The running DriveClient service generates the list of files in a backup in
the Cloud Control Panel. When you are browsing existing backup reports that
have not been rotated because of retention policies, this information
generates on that cloud server.

When you attempt to restore, the target cloud server, to which you have selected
to restore the files, generates the file list.

Cleanup stuck in preparing mode

The cleanup process requires many calculations before it can start
cleaning up for the file rotation. As a result, the cleanup process could show
as preparing for some time before the files start rotating. There
is no way to track the percentage complete at this time.

Unexpected Skipped notifications for a backup

You might get a Skipped notification if you have reregistered servers (the old
server appears offline with a duplicate online server). By design, scheduled
backups for offline servers send a Skipped notification. To discontinue
getting these notifications for offline servers, select Disable from the
Actions menu for the Backup Configuration.

Warning: We do not recommend reregistering a DriveClient agent, especially
if the server has existing backup configurations and data backed up.
Reregistering disassociates the server from the prior backup configurations and
backed up data.

Suppose you have reregistered a DriveClient agent and are unintentionally
disassociated from your backups. In that case, you can use the
Migrate vault API operation
to migrate the previous backup vault from the previous agent to a new agent that
has no backup configurations or previous backups run against it.

Files modified during backup are missing or corrupted

Note: This issue relates to the backed up data, not to the actual file on the file system.

The following types of file changes can occur during a backup:

  • Files are overwritten or get deleted. There is no guarantee that these files have
    usable content or are even included in the backup at all.
  • Data is appended to files, similar to logs. We endeavor to back up these
    files, and we expect to restore a reasonable and usable form of
    these files.
  • Files, like databases, might have random updates to any part of them. We do
    not guarantee that these files are restorable, and even if you
    restore them, we do not guarantee that the restored content is not corrupt.

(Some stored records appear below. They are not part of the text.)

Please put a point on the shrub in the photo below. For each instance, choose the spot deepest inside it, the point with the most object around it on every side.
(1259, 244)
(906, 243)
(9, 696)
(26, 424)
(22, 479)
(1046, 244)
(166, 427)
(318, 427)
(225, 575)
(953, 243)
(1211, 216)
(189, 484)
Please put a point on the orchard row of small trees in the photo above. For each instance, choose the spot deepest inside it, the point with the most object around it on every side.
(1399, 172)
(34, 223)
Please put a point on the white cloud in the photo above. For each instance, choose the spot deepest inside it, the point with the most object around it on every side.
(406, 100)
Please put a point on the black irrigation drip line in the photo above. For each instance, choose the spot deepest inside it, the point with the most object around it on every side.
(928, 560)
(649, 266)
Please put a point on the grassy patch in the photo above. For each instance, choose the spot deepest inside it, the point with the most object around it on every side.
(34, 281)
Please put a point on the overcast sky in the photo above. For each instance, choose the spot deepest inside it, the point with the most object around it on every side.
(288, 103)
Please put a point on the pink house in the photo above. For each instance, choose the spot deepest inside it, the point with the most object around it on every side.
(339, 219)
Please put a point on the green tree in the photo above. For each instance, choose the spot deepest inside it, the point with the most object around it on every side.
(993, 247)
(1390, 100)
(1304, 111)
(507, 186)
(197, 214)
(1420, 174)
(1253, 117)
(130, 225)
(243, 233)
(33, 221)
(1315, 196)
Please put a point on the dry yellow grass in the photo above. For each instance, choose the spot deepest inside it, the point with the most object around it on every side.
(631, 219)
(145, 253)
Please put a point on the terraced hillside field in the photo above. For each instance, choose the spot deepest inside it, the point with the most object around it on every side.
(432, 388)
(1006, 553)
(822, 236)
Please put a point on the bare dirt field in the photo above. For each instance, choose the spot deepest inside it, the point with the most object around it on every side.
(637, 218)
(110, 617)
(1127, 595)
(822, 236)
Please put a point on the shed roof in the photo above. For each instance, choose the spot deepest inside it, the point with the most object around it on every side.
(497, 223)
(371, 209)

These file types either change too rapidly (databases, logs, caches) or don't
exist long enough to be backed up (session files). You should avoid backing up session
files entirely. If the information is valuable to your business, log files
should track it. Also avoid caches because their data is meant to be discarded.

If you need to back up these types of files, we recommend the following
workarounds:

  • For databases, take a snapshot of the database (for example, a database dump)
    and back up the dump. See Back up databases with Cloud Backup for full
    instructions.
  • For log files, take snapshots of your log files and back them up. To avoid
    running out of disk space, rotate your log files periodically.